The initial warrant is followed by a certificate,
costing £16 10s., and that by letters patent,
costing another £30, with 2s. for the "docquet."
So far, your Bishop is only partly made. He is
"elected by Dean and Chapter." Thereupon,
through the Crown Office, the assent of the Sovereign
to the choice himself has made through his Prime
Minister, is graciously signified, and the original
costs are reimposed, plus 10s. The chapter-clerk
of the Bishop's own cathedral then requests fees
totalling £21 6s. 8d.
A technical form of procedure, known as "restitution
of temporalities," has then to be enacted,
not without its attendant fees, which include £10
for a warrant, £31 10s. 6d. for a certificate, £30 for
letters patent, and 2s. for another "docquet."
Next comes the Home Office, clamouring for
Exchequer fees: £7 13s. 6d. for the original congé
d'élire, and the like for letters recommendatory,
Royal assent, and restitution of temporalities.
The oath of homage costs £6 6s. 6d.
The new Bishop has then to reckon with the
Board of Green Cloth, with its homage fees to the
Earl Marshal and the heralds, totalling £15 0s. 2d.

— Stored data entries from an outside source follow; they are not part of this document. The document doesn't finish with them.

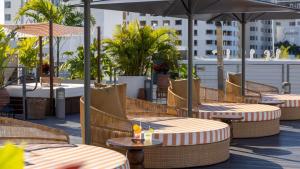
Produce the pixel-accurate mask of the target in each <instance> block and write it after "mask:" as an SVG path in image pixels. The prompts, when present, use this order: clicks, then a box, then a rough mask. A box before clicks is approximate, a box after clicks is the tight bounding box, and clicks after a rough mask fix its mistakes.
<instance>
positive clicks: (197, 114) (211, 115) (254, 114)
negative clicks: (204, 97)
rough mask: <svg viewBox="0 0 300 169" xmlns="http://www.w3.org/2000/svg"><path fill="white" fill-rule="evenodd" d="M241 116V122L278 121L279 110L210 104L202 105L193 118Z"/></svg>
mask: <svg viewBox="0 0 300 169" xmlns="http://www.w3.org/2000/svg"><path fill="white" fill-rule="evenodd" d="M219 114H226V115H241V116H243V118H244V119H243V120H241V121H246V122H249V121H267V120H274V119H278V118H280V116H281V110H280V108H278V107H275V106H269V105H262V104H236V103H211V104H208V103H206V104H202V105H201V107H200V108H199V112H198V113H195V114H194V117H195V118H201V119H210V118H211V116H212V115H219Z"/></svg>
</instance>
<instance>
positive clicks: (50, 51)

Your Bishop is not yet, however, out of the
wood of expenditure. When he takes his seat in
the House of Lords the Lord Great Chamberlain's
Office wants £5 - and gets it. When he is enthroned
the precentor pockets £10 10s., and the chapter-clerk
£9 14s. 8d., the bell-ringers of the Cathedral
ring a merry peal - fee £10 10s. The choir then
chorify at a further expense of £6 17s. 4d.
Have we now done? Not at all. The clerk
of the Crown Office is tipped half a guinea, plus
two guineas for "petty expenses"; and takes £14
when the Bishop takes his place among his brethren
in the House of Lords.
When all these various officers of Church and
State are busily picking the new Bishop's pockets,
in advance of their being filled, as an Irishman
might say, the Archbishop himself is not behindhand.
His turn comes when the archiepiscopal fees
for confirmation are demanded; and they are heavy,
costing in all £68 4s. 10d. These imposts are made
up of the following items: Secretary, with Archbishop's
fiat for confirmation, £17 10s., Vicar-General,
£31 0s. 10d., fees at church where confirmation is
made, £10 5s., and to Deputy Registrar, for mandate
of induction, £9 9s. To the Bishop's own secretaries
a sum of £36 5s. is then payable. The
Bishop may then, surveying these devastations, at
last consider himself elected, and in every way
complete.
Let us hope that although the spreading tentacles of London town have enfolded Fulham and abolished its old market-gardens and numerous stately mansions in favour of commonplace streets, the evident episcopal wish to be rid of Fulham Palace will not lead to it being alienated. It remains one of the very few things that connect this now populous suburb with the village that many still remember; and the romantic-looking moat, often threatened to be filled up, is a relic of remote antiquity it would be vandalism to destroy. "No one," as Sir Arthur Blomfield remarked in 1856, "could say that the Bishops of London had constructed that defence. We may well hesitate to believe that any prelate, however rich and powerful, would have in any age undertaken to dig round his house a moat of such extent that, if intended as a means of defence, it would require a very large force to render it effective; still less can we believe that it was ever dug with any other object than that of defence." The Danes constructed it, and the bishops found it here when they came. It is fed by a sluice communicating with the river, and was until recent times a stagnant, malodorous place, owing to the sluice being rarely raised, the ditch cleansed, or the water changed. On the rare occasions when the mud was cleared away, the cost varied from £100 to £150, owing to the great accumulation of it. Those were the times when lilies grew in the moat. The Fulham people called them "Bishops' wigs." In 1886 the then Bishop of London received a communication from the Fulham Vestry, requiring him to fill up the evil-smelling moat, or to cleanse it. He had it cleaned out, and it looks no less a place of romance than before. It is too greatly overgrown with trees and brushwood to make a picture for illustration, but while it lasts, with the woodland park it encloses, Fulham will still keep some vestige of its olden condition of a Thames-side village.